Personal information
- Date of birth: c. 1976 (age 49–50)
- Place of birth: Brookfield, Wisconsin, U.S.

Team information
- Current team: Tennessee Lady Volunteers (head coach)

College career
- Years: Team / Apps / (Gls)
- 1997: Wisconsin–Oshkosh Titans

Managerial career
- 2000–2005: Houston (assistant)
- 2007–2022: Tennessee (assistant)
- 2022–: Tennessee

= Joe Kirt =

American soccer coach

Joe Kirt (born c. 1976) is an American college soccer coach who is the head coach of the Tennessee Lady Volunteers soccer team.

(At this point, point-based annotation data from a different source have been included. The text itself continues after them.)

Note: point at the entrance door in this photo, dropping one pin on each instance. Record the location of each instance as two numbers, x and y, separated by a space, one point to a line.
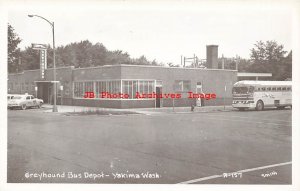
44 89
158 100
199 101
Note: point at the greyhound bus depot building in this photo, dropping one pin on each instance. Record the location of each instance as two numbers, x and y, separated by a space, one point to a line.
73 83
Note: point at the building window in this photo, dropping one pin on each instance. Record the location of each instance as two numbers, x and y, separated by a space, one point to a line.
78 90
88 87
130 87
182 86
112 87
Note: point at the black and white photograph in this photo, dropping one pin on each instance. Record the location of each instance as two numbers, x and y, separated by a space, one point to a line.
201 93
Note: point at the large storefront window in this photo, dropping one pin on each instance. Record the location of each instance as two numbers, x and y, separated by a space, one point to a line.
130 87
182 85
112 87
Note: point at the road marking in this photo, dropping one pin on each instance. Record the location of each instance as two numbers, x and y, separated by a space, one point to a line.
253 118
245 170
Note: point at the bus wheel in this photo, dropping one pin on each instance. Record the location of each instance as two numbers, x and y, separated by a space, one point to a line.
259 105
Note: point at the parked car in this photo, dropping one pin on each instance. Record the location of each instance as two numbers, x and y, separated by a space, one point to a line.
10 96
24 102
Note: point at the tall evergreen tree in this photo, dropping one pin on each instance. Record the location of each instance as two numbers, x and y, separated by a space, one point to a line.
13 52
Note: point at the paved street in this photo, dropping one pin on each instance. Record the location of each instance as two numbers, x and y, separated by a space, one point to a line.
194 148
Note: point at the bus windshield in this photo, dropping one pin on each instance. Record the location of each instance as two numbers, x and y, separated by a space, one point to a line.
242 90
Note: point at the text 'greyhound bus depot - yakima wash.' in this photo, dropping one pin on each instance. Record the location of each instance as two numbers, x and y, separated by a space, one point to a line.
261 94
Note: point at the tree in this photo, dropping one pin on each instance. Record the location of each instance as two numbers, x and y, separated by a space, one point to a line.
13 41
269 57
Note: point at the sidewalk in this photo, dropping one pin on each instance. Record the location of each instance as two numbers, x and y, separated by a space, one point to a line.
147 111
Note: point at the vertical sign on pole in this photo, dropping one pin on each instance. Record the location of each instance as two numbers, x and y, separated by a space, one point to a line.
43 57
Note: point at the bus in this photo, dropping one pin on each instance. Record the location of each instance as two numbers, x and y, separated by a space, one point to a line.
261 94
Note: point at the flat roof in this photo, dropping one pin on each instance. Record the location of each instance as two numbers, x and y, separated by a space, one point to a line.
263 83
248 74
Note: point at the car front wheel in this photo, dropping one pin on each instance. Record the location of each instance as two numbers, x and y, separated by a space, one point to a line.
40 105
259 105
23 107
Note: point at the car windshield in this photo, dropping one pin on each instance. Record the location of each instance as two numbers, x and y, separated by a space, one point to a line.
17 97
242 90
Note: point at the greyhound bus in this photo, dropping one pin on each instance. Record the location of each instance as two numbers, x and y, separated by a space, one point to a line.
261 94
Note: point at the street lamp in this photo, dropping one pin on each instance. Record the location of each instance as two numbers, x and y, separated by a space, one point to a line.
54 68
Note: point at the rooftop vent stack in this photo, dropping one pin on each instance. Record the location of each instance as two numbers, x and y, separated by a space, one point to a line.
212 56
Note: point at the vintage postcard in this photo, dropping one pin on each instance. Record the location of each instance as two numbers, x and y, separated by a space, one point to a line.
151 93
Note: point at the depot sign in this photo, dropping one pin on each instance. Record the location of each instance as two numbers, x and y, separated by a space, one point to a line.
43 57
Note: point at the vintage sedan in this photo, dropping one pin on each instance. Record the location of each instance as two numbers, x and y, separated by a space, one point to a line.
24 102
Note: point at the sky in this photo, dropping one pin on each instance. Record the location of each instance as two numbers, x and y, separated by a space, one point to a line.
160 31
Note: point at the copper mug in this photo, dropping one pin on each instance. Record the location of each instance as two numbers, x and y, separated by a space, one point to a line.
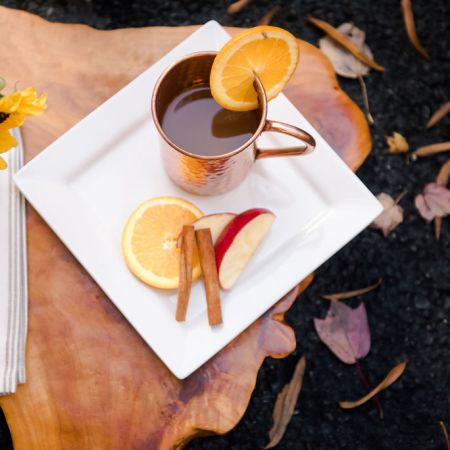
212 175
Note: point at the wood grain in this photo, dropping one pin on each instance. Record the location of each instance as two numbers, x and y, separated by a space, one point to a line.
92 382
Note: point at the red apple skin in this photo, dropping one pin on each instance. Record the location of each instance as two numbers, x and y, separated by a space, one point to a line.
216 222
230 232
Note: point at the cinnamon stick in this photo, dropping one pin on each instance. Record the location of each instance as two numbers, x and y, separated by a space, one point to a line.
186 256
210 276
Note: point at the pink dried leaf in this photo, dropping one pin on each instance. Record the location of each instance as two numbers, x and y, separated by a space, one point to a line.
345 331
433 202
391 216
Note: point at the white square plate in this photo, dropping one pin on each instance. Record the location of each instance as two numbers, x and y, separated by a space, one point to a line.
109 163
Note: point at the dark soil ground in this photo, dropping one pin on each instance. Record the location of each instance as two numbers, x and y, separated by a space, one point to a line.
409 314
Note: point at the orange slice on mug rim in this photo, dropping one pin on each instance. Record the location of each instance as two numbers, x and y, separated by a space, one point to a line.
269 52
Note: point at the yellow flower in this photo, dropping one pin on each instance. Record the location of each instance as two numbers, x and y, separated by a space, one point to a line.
13 109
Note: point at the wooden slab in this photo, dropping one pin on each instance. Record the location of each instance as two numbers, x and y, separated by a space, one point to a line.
92 382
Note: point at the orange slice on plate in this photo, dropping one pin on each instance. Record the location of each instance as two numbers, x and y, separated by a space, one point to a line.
270 52
149 240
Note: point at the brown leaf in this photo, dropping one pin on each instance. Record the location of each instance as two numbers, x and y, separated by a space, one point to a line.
438 115
347 65
433 202
444 174
344 63
444 432
238 6
432 149
392 214
408 18
347 43
354 293
285 404
393 375
397 143
267 18
442 180
345 331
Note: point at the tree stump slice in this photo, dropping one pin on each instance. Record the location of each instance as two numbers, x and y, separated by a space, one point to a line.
92 382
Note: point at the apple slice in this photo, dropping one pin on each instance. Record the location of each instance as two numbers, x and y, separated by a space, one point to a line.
238 241
215 222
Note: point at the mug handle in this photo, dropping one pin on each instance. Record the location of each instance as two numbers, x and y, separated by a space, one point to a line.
309 143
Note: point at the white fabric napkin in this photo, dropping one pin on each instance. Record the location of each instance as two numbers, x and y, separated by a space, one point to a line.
13 274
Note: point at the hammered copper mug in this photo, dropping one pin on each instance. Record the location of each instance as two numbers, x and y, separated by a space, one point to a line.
211 175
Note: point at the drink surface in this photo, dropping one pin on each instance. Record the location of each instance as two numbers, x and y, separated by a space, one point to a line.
196 123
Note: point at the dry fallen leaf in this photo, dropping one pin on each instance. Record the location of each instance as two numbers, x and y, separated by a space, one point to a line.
285 404
397 143
354 293
432 149
433 202
267 18
410 25
444 174
235 7
442 111
444 432
393 375
344 62
345 331
345 42
391 216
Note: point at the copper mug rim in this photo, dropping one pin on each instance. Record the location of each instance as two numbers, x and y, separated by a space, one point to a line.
255 135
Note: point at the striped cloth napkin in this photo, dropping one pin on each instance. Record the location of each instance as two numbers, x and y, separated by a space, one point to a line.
13 275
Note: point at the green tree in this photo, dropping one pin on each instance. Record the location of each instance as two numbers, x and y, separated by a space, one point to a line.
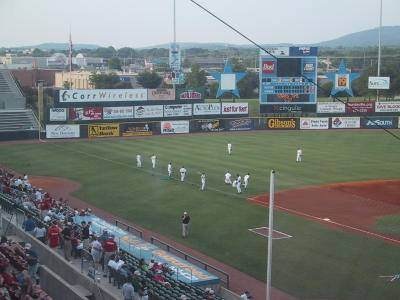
104 81
149 80
197 77
114 63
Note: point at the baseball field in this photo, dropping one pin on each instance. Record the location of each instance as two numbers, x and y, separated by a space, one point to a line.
336 248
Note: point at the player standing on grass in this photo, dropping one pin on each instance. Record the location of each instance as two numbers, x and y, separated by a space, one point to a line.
246 180
138 161
228 178
238 184
153 160
203 181
229 148
169 168
299 155
183 173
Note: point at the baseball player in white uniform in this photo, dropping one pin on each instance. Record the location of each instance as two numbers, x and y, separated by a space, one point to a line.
299 155
153 161
203 181
183 173
246 180
138 161
239 184
169 168
229 148
228 178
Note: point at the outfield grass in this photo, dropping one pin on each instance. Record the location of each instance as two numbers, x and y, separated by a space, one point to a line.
318 262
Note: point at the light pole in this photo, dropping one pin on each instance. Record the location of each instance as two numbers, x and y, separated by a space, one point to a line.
270 231
379 46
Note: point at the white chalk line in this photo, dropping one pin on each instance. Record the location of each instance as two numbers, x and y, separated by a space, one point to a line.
331 222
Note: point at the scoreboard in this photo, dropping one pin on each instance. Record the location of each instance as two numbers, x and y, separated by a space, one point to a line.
285 79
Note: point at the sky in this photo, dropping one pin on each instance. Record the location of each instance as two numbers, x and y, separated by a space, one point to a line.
141 23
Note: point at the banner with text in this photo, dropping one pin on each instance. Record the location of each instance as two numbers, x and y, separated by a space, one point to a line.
161 94
282 123
331 107
346 122
178 110
85 113
173 127
393 106
360 107
235 108
314 123
58 114
111 95
379 122
202 109
103 130
149 111
115 113
136 129
63 131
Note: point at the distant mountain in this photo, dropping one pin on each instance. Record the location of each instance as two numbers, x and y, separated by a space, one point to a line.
390 37
59 46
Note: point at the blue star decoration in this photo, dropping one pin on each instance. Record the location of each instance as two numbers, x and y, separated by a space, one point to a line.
228 81
342 80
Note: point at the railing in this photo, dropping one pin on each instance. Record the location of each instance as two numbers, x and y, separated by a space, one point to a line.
129 228
217 272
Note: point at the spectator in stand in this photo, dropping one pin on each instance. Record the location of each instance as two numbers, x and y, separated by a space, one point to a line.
40 233
110 248
29 225
32 260
128 291
67 236
85 234
53 235
96 251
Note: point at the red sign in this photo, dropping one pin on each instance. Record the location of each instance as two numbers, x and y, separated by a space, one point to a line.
360 107
268 67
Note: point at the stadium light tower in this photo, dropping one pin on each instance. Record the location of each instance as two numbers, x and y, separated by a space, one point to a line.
379 46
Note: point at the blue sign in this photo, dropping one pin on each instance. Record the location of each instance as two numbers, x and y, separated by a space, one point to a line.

He was previously an assistant coach of the Houston Cougars before later taking the assistant job at Tennessee.

==Career==
While working towards a degree in international studies at the University of Wisconsin–Oshkosh, Kirt, a native of Brookfield, played both soccer and hockey. He earned three varsity letters as a goalkeeper. He graduated in 1998 and became an assistant soccer coach at Houston two years later. From 2005 to 2007, he was the Director of Goalkeeping at the Challenge Soccer Club in Houston.

In 2007, he took the assistant coaching job for the Tennessee Lady Volunteers, a position he held until 2022 before taking over as head coach for Brian Pensky, who went to Florida State.

==Personal life==
Kirt is married to Susan, an eighth grade teacher, and they have two sons. They reside in Knoxville, Tennessee.